The treatment for malignant glaucoma should initially be topical atropine (to relax the ciliary muscle and pull the lens–iris diaphragm posteriorly) together with acetazolamide, beta-blockers and hyperosmotic agents (to lower IOP, dehydrate the vitreous and reduce its volume). Pilocarpine makes the situation worse. Surgical treatment involves decompression of the retrolenticular aqueous pool by pars plana vitrectomy combined with perforation of the anterior hyaloid face and removal of the lens.

For pseudophakic malignant glaucoma the treatment of first choice is YAG laser anterior vitreolysis and posterior capsulotomy. This photodisruption may allow aqueous to percolate from the loculated pools within the anterior vitreous into the posterior chamber and thus relieves the block to aqueous flow. However pars plana vitrectomy is often required as laser vitreolysis may only provide a temporary solution. A process similar to that described above can occur in eyes that are aphakic. Ciliovitreal block can occur if adhesions exist between the anterior hyaloid face and the iris; this may be difficult to distinguish from aphakic pupil block. The diagnosis is confirmed, however, if following YAG laser iridotomy the condition is not resolved and vitreous is seen to be occluding the iridotomy.
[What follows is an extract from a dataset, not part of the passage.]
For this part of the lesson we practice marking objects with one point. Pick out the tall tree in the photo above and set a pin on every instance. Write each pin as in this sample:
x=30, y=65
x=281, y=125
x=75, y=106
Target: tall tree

Surgical or YAG laser rupture of the anterior hyaloid face is curative in this condition.

Fig. 8.15 This diagram illustrates how aqueous passes posteriorly and then pushes the lens–iris diaphragm forwards.

Fig. 8.16 These two slit-lamp photographs of the anterior segments of each eye of a patient demonstrate a shallow anterior chamber in the right eye (left), whereas the left eye (right) has virtually no anterior chamber. The left eye had recently undergone a trabeculectomy followed by loss of the anterior chamber from malignant glaucoma. It is worth using topical atropine in higher-risk eyes at the end of filtration surgery to prevent this.

Synechial closure of the angle

The uveitic eye can develop PAS even if its angle is not narrow. In severe anterior uveitis the angle may become bridged by fibrin which draws the peripheral iris towards the trabecular meshwork.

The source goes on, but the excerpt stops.